Steve Bannon may be gone from the White House, but the agenda he championed is moving forward on many fronts. “If there’s any confusion out there,” Bannon told Bloomberg News, “let me clear it up: I’m leaving the White House and going to war for Trump against his opponents — on Capitol Hill, in the media, and in corporate America.”
In a series of recent interviews, the strategist who spent 12 months at Donald Trump’s right hand laid out the case for putting America first. Bannon said the Republican establishment, including House Speaker Paul Ryan and Senate Majority Leader Mitch McConnell, simply “do not want Donald Trump’s populist, economic nationalist agenda to be implemented. It’s very obvious.”
Bannon took a victory lap following former Justice Roy Moore’s 10-point victory in the Alabama Senate runoff, despite being outspent 15 to 1 by the Establishment candidate. “The populist-nationalist movement proved that a candidate with the right ideas and a grassroots organization can win,” Bannon crowed.
Bannon’s success in helping Roy Moore to his stunning triumph sent shock waves through the swamp, which wants to pretend Trump is a one-time phenomenon that will blow over without catching on. Instead, Moore is another Trump-like figure who promises to shake up the self-serving U.S. Senate.
On 60 Minutes, Bannon gave Charlie Rose a history lesson that children rarely learn. “Economic nationalism is what this country was built on. What built America is called the American system — a system of protection of our manufacturing, a financial system that lends to manufacturers, and the control of our borders.”
The idea of controlling our borders seemed to offend to Charlie Rose, who complained, “We’re all immigrants, except the Native Americans. It’s what people respect America for.” Bannon replied, “You couldn’t be more dead wrong. America was built on her citizens.”

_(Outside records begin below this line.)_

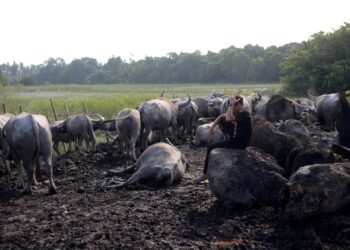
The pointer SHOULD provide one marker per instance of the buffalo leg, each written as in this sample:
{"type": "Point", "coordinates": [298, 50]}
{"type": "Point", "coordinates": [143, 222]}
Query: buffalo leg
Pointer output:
{"type": "Point", "coordinates": [48, 167]}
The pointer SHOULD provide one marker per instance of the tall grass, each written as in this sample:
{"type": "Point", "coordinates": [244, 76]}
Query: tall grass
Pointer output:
{"type": "Point", "coordinates": [109, 99]}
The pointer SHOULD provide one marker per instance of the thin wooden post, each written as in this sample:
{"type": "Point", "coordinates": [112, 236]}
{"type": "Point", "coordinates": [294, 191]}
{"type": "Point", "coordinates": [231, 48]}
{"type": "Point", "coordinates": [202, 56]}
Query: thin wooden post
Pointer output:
{"type": "Point", "coordinates": [54, 110]}
{"type": "Point", "coordinates": [67, 110]}
{"type": "Point", "coordinates": [55, 114]}
{"type": "Point", "coordinates": [85, 110]}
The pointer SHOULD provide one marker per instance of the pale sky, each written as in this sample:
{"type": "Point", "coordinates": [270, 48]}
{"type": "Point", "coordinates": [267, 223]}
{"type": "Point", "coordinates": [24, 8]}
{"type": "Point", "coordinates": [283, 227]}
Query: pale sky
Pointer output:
{"type": "Point", "coordinates": [34, 30]}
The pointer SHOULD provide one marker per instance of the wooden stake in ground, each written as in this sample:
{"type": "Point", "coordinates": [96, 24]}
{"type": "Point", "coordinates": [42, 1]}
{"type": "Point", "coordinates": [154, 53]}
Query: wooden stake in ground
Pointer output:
{"type": "Point", "coordinates": [4, 107]}
{"type": "Point", "coordinates": [67, 110]}
{"type": "Point", "coordinates": [55, 114]}
{"type": "Point", "coordinates": [85, 110]}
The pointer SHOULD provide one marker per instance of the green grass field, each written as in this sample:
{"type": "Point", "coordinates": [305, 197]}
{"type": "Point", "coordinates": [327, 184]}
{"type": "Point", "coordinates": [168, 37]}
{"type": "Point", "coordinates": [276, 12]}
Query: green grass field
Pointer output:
{"type": "Point", "coordinates": [109, 99]}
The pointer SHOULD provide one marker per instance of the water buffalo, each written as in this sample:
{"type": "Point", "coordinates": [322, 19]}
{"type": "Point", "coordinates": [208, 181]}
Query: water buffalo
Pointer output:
{"type": "Point", "coordinates": [201, 137]}
{"type": "Point", "coordinates": [60, 134]}
{"type": "Point", "coordinates": [225, 103]}
{"type": "Point", "coordinates": [253, 100]}
{"type": "Point", "coordinates": [107, 126]}
{"type": "Point", "coordinates": [3, 120]}
{"type": "Point", "coordinates": [79, 127]}
{"type": "Point", "coordinates": [160, 164]}
{"type": "Point", "coordinates": [274, 142]}
{"type": "Point", "coordinates": [260, 106]}
{"type": "Point", "coordinates": [343, 122]}
{"type": "Point", "coordinates": [328, 108]}
{"type": "Point", "coordinates": [28, 137]}
{"type": "Point", "coordinates": [158, 114]}
{"type": "Point", "coordinates": [304, 105]}
{"type": "Point", "coordinates": [128, 126]}
{"type": "Point", "coordinates": [187, 118]}
{"type": "Point", "coordinates": [202, 105]}
{"type": "Point", "coordinates": [214, 107]}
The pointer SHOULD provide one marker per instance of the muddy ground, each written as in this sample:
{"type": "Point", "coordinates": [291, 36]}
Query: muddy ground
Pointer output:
{"type": "Point", "coordinates": [186, 216]}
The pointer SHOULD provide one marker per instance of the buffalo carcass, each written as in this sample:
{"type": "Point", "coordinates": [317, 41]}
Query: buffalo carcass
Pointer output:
{"type": "Point", "coordinates": [160, 164]}
{"type": "Point", "coordinates": [79, 127]}
{"type": "Point", "coordinates": [28, 137]}
{"type": "Point", "coordinates": [158, 114]}
{"type": "Point", "coordinates": [3, 120]}
{"type": "Point", "coordinates": [328, 108]}
{"type": "Point", "coordinates": [128, 126]}
{"type": "Point", "coordinates": [343, 122]}
{"type": "Point", "coordinates": [274, 142]}
{"type": "Point", "coordinates": [187, 118]}
{"type": "Point", "coordinates": [201, 137]}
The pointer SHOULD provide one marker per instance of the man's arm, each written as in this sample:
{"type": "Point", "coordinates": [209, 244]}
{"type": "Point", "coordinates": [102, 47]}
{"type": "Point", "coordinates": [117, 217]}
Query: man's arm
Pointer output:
{"type": "Point", "coordinates": [215, 123]}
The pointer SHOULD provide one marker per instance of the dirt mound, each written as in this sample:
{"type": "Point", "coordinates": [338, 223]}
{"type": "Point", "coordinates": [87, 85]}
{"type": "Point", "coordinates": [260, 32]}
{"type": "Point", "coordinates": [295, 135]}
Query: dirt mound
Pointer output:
{"type": "Point", "coordinates": [184, 216]}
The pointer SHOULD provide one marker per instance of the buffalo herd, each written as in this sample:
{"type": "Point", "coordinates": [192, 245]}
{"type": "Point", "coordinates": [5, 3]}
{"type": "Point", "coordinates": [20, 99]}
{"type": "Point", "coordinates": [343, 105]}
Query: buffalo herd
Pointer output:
{"type": "Point", "coordinates": [281, 130]}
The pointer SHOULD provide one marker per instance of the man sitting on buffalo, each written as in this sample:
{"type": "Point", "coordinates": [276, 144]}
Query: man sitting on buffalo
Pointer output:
{"type": "Point", "coordinates": [236, 124]}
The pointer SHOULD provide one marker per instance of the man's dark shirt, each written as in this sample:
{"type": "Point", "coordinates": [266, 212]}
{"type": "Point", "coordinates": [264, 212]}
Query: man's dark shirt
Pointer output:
{"type": "Point", "coordinates": [243, 128]}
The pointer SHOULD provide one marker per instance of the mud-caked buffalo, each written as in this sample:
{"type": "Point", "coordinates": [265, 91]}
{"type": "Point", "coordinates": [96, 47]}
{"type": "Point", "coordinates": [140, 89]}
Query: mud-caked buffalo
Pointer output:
{"type": "Point", "coordinates": [28, 137]}
{"type": "Point", "coordinates": [160, 164]}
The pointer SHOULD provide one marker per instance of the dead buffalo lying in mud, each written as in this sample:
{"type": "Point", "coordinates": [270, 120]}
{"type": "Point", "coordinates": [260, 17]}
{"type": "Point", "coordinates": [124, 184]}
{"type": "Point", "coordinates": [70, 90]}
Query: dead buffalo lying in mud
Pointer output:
{"type": "Point", "coordinates": [160, 164]}
{"type": "Point", "coordinates": [317, 189]}
{"type": "Point", "coordinates": [274, 142]}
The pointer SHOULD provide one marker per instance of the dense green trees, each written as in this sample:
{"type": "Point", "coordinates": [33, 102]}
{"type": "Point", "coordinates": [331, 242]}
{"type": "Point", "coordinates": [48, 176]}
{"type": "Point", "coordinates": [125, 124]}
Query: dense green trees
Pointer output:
{"type": "Point", "coordinates": [3, 79]}
{"type": "Point", "coordinates": [321, 63]}
{"type": "Point", "coordinates": [251, 63]}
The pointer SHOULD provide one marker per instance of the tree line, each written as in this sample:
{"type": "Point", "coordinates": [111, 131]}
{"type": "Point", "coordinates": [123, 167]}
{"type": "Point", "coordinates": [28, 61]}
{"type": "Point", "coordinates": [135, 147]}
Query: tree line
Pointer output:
{"type": "Point", "coordinates": [321, 63]}
{"type": "Point", "coordinates": [230, 65]}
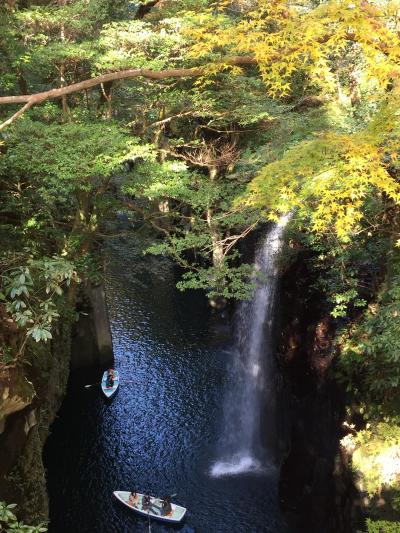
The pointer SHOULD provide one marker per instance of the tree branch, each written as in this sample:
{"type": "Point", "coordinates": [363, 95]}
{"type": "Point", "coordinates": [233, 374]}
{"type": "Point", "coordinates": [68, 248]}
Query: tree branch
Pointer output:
{"type": "Point", "coordinates": [16, 115]}
{"type": "Point", "coordinates": [38, 98]}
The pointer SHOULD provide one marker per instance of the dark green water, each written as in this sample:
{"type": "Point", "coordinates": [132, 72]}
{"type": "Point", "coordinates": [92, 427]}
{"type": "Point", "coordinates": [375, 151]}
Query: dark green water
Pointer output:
{"type": "Point", "coordinates": [161, 430]}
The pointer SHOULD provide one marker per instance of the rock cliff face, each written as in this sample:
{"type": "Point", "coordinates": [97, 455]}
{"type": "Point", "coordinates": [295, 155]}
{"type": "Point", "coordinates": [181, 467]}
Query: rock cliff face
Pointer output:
{"type": "Point", "coordinates": [31, 395]}
{"type": "Point", "coordinates": [316, 488]}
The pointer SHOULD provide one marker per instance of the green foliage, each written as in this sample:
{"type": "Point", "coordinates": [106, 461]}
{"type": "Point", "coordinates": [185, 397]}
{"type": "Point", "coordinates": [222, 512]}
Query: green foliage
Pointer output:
{"type": "Point", "coordinates": [376, 458]}
{"type": "Point", "coordinates": [382, 526]}
{"type": "Point", "coordinates": [31, 293]}
{"type": "Point", "coordinates": [369, 363]}
{"type": "Point", "coordinates": [10, 524]}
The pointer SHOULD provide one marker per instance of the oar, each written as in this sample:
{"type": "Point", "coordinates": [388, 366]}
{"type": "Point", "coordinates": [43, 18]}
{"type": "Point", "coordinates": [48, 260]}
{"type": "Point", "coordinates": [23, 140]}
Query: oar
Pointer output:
{"type": "Point", "coordinates": [91, 385]}
{"type": "Point", "coordinates": [98, 383]}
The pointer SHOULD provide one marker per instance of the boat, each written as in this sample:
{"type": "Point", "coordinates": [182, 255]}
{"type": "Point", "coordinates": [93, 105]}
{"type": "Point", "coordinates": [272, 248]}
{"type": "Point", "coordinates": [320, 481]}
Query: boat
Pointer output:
{"type": "Point", "coordinates": [110, 391]}
{"type": "Point", "coordinates": [155, 510]}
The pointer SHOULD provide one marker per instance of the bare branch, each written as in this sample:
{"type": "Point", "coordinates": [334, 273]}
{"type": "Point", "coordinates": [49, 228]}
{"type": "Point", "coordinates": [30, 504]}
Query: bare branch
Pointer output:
{"type": "Point", "coordinates": [16, 115]}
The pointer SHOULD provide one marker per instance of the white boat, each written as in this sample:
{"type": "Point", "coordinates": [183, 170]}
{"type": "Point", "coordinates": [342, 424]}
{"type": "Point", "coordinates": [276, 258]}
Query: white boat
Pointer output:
{"type": "Point", "coordinates": [155, 510]}
{"type": "Point", "coordinates": [110, 391]}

In response to another tired question, “You want a trade war with China?” Bannon pointed out that “China is at economic war with us. Through forced technology transfer and through stealing our technology, China is cutting out the beating heart of American innovation.”
“The forced technology transfer of American innovation to China is the single biggest economic and business issue of our time,” Bannon told Bloomberg Businessweek. “Until we sort that out, they will continue to appropriate our innovation to their own system and leave us as a colony — a tributary state.”
Bannon’s view is supported by Robert Lighthizer who remains inside the White House as U.S. Trade Representative. “CEOs come in to see me continuously,” Lighthizer said recently, “and almost every CEO of a major company will say they’re having a problem with China forcing them into joint ventures, turning over intellectual property, having to license their intellectual property at less than market value.”
Those CEOs won’t complain publicly for fear of Chinese retaliation, so Lighthizer has opened a formal investigation under Section 301 of the Trade Act. That law authorizes the President to penalize countries that violate the rules of fair trade, as China does.
“Expect change,” Lighthizer said recently. “The sheer scale of [China’s] coordinated efforts to subsidize, to create national champions, to force technology transfer, and to distort markets throughout the world, is a threat to the world trading system that is unprecedented.”
In his executive memorandum authorizing the use of Section 301, President Trump condemned Chinese policies that “encourage or require the transfer of American technology and intellectual property to enterprises in China.” China’s conduct, Trump said, could “deprive United States citizens of fair remuneration for their innovations, divert American jobs to workers in China, contribute to our trade deficit with China, and otherwise undermine American manufacturing, services, and innovation.”
As Steve Bannon told Charlie Rose, “Donald Trump, for 30 years, has singled out China as the biggest single problem we have on the world stage.” In an interview with Bloomberg, Bannon said, “the heart of the economic-nationalist movement is standing up to China.”
Lighthizer agreed: “While some politicians can be accused of changing to populist positions to get votes, this cannot be said of the President. If you go back 10, 20, 30 years, or even longer, you see a remarkable consistency. He has been a critic of so-called free trade deals and of their effects on workers.”
Bannon explained that China requires American companies to give “tribute” to that country by sharing our technology secrets. “That’s what it takes to enter their market,” Bannon observes, and they’ve taken “$3.5 trillion worth over the last 10 years — the essence of American capitalism: our innovation.”
After Bannon’s departure from the White House, the aides whom Bannon had previously derided as “the New Yorkers” rolled out a package of tax reforms that will require the cooperation of Congress to enact. But protection of our innovation, the wellspring of American jobs, can be achieved despite congressional inaction and Bannon is paving the road to that success.
John and Andy Schlafly are sons of Phyllis Schlafly (1924-2016) whose 27th book, The Conservative Case for Trump, was published posthumously last year.